Saturday, 26 April 2014

Three into Two

We are taking a different route back to Little Venice via Limehouse Cut, Lee Navigation and Duckett's Cut before rejoining the Regent's Canal.  Less than an hour's cruising from Limehouse Basin we arrived at  Three Mills where we are mooring for the night.
We are right in front of the old tide mills and opposite a large Tesco store; ten minutes' walk from Bromley-by-Bow tube station: and no mooring fee to pay.These tidal drainage channels, collectively known now as the Bow Back Rivers have been in use for over 1000 years and mills powered by the rise and fall of the tide have existed on this site from well before the Dutch introduced us to windmills. The Doomsday Book (1086) listed eight mills in this area to the west of Stratford.but now there are only two - House Mill and Clock Mill.
House Mill built 1776
So why is it known as Three Mills?

 As far as I can ascertain the name probably dates from the 18th century when there was also a windmill on the site.  This burnt down a couple of times leaving us with just the two existing mills.
The origin of the name Bow (as in Bow Back Rivers and Bromley-by-Bow) seems to be much older, however.  Around 1100AD the wife of Henry I nearly drowned crossing the river close to where Old Ford Lock is now and subsequently had a bridge built.

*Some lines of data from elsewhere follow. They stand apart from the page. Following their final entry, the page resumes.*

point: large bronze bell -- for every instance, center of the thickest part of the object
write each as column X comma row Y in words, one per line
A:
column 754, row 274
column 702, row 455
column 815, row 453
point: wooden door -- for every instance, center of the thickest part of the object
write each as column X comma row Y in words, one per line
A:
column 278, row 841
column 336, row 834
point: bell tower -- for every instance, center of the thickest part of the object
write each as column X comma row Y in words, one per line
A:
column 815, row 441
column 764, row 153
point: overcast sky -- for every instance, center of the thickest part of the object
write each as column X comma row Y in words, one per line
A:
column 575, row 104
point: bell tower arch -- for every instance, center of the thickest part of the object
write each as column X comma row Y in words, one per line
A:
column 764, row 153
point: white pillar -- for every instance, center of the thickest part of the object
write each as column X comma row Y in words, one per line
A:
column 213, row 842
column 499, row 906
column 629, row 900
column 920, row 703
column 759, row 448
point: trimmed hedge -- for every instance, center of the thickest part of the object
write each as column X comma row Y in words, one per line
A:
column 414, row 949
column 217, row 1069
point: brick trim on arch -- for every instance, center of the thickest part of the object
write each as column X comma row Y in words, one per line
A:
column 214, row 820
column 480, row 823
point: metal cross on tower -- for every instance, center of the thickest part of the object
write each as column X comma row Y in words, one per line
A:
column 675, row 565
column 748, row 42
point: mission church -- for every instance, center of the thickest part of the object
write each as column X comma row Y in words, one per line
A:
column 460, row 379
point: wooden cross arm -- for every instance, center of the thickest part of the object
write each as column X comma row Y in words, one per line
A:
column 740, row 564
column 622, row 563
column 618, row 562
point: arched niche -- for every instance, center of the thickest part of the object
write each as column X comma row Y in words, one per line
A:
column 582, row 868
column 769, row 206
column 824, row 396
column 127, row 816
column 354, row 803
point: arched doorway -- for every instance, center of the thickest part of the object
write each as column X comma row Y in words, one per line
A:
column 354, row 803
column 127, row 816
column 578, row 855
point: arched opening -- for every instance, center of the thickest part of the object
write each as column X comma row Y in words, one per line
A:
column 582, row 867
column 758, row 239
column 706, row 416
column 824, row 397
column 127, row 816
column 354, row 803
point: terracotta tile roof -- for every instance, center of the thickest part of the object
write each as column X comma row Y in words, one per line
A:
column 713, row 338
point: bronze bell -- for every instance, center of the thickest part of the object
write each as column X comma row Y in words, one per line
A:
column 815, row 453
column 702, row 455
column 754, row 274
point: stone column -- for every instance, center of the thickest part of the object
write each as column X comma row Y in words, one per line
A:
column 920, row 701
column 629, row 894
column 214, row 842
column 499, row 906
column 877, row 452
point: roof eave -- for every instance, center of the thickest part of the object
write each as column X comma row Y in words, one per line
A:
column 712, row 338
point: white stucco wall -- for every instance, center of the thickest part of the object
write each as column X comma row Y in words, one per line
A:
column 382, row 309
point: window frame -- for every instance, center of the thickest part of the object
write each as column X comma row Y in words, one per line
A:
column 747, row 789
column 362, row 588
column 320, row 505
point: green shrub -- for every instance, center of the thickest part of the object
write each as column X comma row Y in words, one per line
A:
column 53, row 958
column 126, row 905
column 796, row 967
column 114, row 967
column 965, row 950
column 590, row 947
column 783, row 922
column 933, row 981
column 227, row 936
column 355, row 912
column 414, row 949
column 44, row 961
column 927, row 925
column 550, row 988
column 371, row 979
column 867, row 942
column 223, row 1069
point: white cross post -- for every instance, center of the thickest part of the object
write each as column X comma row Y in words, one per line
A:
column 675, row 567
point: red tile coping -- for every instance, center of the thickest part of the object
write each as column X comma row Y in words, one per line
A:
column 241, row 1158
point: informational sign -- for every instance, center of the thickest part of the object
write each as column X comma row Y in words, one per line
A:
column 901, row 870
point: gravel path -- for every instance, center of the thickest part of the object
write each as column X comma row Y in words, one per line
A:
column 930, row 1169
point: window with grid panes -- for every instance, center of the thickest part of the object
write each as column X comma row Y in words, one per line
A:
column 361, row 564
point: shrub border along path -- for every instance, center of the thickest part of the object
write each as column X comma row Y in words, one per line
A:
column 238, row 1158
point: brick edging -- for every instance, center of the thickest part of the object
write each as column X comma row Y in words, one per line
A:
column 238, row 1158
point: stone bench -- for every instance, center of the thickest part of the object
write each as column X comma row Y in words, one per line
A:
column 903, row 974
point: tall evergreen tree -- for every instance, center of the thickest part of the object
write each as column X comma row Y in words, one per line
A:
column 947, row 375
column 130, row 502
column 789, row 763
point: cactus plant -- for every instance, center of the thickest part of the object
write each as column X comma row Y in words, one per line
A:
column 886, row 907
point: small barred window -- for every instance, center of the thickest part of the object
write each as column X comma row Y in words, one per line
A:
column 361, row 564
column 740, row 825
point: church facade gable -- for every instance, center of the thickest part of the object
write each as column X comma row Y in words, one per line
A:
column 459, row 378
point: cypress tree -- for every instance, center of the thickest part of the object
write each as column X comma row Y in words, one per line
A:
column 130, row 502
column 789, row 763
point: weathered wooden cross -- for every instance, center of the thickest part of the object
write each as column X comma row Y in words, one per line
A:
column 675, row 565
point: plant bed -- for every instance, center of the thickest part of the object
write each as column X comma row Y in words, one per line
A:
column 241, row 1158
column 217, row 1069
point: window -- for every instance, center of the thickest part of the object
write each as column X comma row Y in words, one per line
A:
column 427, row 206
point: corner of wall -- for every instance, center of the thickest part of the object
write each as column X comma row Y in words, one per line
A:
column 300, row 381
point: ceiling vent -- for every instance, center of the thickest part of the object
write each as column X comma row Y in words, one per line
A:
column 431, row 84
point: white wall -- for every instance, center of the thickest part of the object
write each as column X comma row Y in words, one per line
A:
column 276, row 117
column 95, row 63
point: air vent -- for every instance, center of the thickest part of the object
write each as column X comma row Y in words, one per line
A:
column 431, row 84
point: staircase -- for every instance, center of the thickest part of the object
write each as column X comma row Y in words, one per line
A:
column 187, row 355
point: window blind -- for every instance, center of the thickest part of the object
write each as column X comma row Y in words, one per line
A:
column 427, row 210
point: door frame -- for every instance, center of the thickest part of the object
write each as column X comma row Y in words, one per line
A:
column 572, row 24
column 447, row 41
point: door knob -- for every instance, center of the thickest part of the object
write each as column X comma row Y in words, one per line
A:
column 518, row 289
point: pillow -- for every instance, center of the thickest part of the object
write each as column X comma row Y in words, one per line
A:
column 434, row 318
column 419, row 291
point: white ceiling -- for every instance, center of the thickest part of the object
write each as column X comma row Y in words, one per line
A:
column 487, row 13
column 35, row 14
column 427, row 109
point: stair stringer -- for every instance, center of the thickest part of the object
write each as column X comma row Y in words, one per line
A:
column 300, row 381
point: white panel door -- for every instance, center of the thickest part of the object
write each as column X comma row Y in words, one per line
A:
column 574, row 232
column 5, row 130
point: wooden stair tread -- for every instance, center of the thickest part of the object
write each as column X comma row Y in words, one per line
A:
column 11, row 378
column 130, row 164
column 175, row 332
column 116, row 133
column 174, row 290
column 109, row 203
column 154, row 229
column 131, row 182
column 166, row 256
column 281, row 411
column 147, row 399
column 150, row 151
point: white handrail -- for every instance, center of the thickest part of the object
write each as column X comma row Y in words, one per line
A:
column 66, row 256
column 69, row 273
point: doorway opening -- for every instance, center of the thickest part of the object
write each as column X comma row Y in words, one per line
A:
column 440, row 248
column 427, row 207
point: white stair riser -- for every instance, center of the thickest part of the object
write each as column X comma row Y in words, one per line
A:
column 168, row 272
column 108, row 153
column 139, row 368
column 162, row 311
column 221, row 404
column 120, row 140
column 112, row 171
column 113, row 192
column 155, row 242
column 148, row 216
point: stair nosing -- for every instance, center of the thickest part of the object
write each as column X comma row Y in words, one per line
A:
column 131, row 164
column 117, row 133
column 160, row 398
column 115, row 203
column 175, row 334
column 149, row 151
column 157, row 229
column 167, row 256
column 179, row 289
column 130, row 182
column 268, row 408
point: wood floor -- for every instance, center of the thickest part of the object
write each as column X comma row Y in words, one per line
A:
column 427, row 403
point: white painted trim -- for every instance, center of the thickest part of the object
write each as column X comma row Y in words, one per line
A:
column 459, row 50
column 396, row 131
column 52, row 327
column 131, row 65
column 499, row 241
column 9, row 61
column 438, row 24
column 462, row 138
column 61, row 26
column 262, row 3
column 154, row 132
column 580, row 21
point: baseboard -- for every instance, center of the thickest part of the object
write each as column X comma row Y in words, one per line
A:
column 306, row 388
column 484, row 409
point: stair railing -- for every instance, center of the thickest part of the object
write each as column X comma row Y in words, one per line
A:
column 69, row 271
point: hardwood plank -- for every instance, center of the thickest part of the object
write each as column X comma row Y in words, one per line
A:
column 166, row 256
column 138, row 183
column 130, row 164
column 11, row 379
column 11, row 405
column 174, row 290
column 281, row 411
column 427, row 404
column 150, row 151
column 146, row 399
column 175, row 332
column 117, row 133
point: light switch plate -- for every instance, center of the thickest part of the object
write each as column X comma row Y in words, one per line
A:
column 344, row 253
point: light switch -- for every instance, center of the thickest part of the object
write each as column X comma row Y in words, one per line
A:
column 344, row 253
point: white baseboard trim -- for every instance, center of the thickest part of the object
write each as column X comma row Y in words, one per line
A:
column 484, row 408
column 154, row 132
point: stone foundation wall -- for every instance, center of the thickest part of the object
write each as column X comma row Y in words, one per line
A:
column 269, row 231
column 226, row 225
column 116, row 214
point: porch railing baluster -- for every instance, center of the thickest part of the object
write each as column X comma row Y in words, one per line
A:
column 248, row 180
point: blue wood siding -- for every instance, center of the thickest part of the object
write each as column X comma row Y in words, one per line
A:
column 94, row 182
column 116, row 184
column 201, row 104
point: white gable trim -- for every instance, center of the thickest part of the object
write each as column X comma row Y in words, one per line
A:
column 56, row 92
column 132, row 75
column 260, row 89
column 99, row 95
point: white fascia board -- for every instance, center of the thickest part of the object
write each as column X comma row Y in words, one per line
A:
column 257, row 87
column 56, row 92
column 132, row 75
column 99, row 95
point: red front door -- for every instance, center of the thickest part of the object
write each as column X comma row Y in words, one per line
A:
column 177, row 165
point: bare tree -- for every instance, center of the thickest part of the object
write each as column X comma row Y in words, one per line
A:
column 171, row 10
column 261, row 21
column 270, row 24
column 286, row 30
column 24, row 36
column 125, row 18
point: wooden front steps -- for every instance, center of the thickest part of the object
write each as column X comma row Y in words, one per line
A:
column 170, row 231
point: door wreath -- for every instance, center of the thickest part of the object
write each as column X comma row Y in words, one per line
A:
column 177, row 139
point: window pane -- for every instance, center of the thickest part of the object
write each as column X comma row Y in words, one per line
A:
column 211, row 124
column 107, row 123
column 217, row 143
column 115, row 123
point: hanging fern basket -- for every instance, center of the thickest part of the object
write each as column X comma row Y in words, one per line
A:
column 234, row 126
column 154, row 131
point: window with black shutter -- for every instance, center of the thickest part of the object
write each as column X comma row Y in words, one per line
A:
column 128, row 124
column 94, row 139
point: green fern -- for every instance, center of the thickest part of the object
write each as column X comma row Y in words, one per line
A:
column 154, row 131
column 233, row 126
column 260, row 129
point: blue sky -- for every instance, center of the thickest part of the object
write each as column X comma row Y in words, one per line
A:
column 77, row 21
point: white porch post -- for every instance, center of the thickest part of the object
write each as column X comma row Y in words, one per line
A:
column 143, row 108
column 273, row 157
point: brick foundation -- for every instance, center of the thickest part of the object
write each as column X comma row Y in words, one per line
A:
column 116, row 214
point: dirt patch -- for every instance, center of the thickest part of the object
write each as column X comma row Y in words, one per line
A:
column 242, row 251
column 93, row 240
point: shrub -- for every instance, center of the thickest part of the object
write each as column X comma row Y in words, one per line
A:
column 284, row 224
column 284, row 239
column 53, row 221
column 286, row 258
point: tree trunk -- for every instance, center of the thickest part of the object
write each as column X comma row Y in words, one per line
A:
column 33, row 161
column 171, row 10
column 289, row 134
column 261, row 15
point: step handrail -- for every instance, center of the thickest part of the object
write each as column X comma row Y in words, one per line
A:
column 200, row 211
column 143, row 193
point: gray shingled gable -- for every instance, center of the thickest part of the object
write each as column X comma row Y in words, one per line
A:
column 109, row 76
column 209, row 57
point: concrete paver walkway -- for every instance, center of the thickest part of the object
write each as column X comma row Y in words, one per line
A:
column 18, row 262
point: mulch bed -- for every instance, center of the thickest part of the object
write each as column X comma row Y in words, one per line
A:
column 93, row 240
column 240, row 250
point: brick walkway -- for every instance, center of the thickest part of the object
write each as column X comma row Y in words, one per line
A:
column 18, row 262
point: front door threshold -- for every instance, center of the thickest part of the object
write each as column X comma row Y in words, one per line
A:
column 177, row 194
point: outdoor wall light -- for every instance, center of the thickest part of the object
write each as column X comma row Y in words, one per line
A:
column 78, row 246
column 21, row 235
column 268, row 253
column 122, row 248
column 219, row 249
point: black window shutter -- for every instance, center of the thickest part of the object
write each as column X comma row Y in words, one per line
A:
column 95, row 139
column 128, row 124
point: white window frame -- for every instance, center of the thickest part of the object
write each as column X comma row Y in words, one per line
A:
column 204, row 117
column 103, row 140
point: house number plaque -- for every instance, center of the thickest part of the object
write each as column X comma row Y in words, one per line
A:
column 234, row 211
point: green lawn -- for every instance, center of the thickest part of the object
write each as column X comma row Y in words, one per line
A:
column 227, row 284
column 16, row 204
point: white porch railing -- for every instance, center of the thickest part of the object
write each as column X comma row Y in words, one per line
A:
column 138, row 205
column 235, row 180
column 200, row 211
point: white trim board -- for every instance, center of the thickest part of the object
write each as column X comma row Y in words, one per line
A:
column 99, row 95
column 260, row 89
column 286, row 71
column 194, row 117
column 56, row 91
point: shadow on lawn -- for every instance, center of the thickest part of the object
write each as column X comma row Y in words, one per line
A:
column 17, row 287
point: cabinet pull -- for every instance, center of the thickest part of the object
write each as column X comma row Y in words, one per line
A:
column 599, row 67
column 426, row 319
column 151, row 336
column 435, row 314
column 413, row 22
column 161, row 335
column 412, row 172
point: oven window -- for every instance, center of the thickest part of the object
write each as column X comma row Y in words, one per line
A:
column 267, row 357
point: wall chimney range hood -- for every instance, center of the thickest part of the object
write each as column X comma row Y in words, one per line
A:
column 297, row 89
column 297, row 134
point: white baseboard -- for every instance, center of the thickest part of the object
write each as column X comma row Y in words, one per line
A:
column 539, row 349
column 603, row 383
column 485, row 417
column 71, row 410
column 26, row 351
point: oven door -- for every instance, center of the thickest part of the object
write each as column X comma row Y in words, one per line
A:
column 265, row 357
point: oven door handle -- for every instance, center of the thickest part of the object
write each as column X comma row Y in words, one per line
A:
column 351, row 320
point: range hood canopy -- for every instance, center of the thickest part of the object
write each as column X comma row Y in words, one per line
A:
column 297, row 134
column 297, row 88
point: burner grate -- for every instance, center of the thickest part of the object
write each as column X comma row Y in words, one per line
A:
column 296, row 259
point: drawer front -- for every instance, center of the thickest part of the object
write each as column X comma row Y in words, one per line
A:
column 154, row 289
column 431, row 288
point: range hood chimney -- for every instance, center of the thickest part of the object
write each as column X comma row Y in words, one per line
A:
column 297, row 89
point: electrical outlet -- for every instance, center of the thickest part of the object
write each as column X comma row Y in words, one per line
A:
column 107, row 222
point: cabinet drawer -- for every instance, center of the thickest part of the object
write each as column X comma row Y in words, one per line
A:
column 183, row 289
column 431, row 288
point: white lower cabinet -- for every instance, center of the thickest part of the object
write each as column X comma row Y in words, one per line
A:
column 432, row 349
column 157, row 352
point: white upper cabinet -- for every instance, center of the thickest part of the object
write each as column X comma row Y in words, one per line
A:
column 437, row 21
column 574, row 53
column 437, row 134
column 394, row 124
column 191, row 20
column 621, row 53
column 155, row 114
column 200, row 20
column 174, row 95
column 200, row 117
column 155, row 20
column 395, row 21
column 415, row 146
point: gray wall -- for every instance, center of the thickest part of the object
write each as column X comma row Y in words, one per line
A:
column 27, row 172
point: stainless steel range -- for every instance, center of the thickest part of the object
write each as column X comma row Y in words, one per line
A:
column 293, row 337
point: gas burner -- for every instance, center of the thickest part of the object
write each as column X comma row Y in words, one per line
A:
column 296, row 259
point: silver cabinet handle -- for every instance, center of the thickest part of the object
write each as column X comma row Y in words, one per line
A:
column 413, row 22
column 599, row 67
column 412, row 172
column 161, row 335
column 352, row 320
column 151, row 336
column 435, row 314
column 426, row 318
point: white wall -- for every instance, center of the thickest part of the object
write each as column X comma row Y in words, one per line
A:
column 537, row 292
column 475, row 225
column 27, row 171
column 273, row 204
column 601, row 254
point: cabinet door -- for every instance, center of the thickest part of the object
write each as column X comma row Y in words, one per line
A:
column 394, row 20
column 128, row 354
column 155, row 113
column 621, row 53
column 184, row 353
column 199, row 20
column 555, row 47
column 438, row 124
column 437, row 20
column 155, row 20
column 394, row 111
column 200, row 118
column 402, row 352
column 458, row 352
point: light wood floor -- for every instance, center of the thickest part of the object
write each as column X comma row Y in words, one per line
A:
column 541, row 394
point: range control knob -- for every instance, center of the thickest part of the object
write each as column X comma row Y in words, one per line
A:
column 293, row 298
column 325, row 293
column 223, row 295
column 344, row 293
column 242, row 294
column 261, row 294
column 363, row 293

It was, evidently,  a bow-shaped arch which led to the adoption of that name for this area.
Clock Mill built 1817
In the 16th century one mill ground grain and the other produced gunpowder. Those of you who remember the Bird's Custard Powder factory in Banbury exploding will wonder which was the more dangerous activity.
Many years ago Watford & District Industrial History Society had an outing to visit various properties of The Workspace Group.  One of these is on this site and used as TV studios.  The series London's Burning was made here: as was the very first Big Brother.The house for this was built just across the river in what is now the Olympic Park.
The film studio occupies what was once a distillery, a spin-off of the grain trade.
I believe these are the only tide mills existing in London and may be the largest ones in the UK.